As one of the first states to legalize recreational cannabis, and home to one of the largest recreational cannabis industries in the country, Colorado has been at the forefront of legalization for years. By most metrics, Colorado’s legal cannabis implementation has been a great success. The state has raised hundreds of millions of dollars in tax revenue and experienced an incredible economic boom, while not seeing many of the negative outcomes predicted by opponents of legalization. One of the only negative outcomes of legalization in Colorado appears to be a significant increase in traffic fatalities and driving under the influence.

Last year, the Denver Post ran an exclusive report about an increase in the number of traffic fatalities linked to cannabis since legalization. The report noted a sharp uptick since 2013 in the number of drivers involved in fatal crashes that tested positive for cannabis. However, around the same time last year, the American Journal of Public Health published a study comparing crash fatality rates following legalization in Washington and Colorado, to those in similar states that hadn’t legalized cannabis. This report found the changes in Colorado and Washington crash fatality rates were not statistically different from those in similar states without legalization. So the question of whether legalization has lead to a greater number of traffic deaths is still very much uncertain.

Despite this uncertainty, the Colorado Department of Transportation is taking proactive steps to curb the increase in driving under the influence, and increase public awareness of the problem. Part of this initiative is a survey residents are being asked to take, about cannabis use, driving under the influence, and perceptions of safe and unsafe driving. The goal of the survey is to determine why some people drive under the influence, learn about public perception of dangers associated with cannabis and driving, and figure out how to persuade people to not to do it.

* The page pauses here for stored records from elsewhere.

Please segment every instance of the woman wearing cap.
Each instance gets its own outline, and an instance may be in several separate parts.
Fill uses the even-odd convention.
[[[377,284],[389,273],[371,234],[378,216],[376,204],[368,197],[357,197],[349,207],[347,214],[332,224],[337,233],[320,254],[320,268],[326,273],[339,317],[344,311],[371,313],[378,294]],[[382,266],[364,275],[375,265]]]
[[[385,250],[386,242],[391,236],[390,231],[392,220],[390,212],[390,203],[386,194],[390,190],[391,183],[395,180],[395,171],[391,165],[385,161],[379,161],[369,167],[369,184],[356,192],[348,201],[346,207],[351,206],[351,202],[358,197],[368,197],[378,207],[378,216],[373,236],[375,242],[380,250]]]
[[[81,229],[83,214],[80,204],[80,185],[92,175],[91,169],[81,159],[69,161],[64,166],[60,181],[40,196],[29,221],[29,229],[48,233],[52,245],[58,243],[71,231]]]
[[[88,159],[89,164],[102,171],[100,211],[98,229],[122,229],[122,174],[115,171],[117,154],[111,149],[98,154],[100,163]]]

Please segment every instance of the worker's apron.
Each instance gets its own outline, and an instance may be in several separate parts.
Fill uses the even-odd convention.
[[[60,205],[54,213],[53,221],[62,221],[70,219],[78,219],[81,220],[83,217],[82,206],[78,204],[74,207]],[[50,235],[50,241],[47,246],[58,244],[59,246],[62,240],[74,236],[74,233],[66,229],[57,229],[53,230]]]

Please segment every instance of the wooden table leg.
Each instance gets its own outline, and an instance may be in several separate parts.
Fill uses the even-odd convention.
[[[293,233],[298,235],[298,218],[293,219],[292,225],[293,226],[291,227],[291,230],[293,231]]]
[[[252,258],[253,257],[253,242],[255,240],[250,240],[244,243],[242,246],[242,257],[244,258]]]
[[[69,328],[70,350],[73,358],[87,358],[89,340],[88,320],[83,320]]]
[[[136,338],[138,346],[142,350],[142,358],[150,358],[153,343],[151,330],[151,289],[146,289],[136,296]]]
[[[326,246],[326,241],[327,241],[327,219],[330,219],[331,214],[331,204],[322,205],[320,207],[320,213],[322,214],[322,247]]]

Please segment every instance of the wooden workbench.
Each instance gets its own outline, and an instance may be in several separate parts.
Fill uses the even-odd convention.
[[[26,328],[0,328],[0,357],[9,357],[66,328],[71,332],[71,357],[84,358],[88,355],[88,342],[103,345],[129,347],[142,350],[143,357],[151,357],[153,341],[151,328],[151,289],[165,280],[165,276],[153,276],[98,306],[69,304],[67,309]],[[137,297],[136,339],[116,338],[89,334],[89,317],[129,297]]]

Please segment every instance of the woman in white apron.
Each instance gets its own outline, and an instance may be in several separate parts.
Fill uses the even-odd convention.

CDOT notes that recent efforts to educate the public about the legal consequences of driving high have been successful, with over 90% of cannabis users now being aware that they can receive a DUI for driving high. They also note that despite this, over 50% of cannabis users consistently report driving high.

Some of the questions on the survey are about general driving habits, while others are about cannabis consumption. Several are about perceptions of the dangers involved with driving high, while others ask respondents to compare the dangers of driving high with other dangerous driving behavior such as drunk driving, speeding, or texting while driving. A few of the questions are copied below.

When you use marijuana, how often do you also drink alcohol?

How does combining alcohol with marijuana affect your ability to drive?

How often do you drive under the influence of marijuana?

How do you get around if you’re under the influence of marijuana?

When you use marijuana medicinally, do you think it affects your ability to drive safely?

Who would you believe if they told you it was dangerous to drive under the influence of marijuana?

While the true impact of cannabis legalization on traffic safety and traffic fatalities is far from fully understood, it’s good to see that Colorado is taking a proactive approach beyond simply ramping up law enforcement (though they are doing that too). Even the fiercest advocates for legalization generally agree that impaired driving can be a major problem, so educating the public and opening up discourse on the subject is a solid approach to the issue. Hopefully the survey will yield some practical solutions to make Colorado’s roads safer.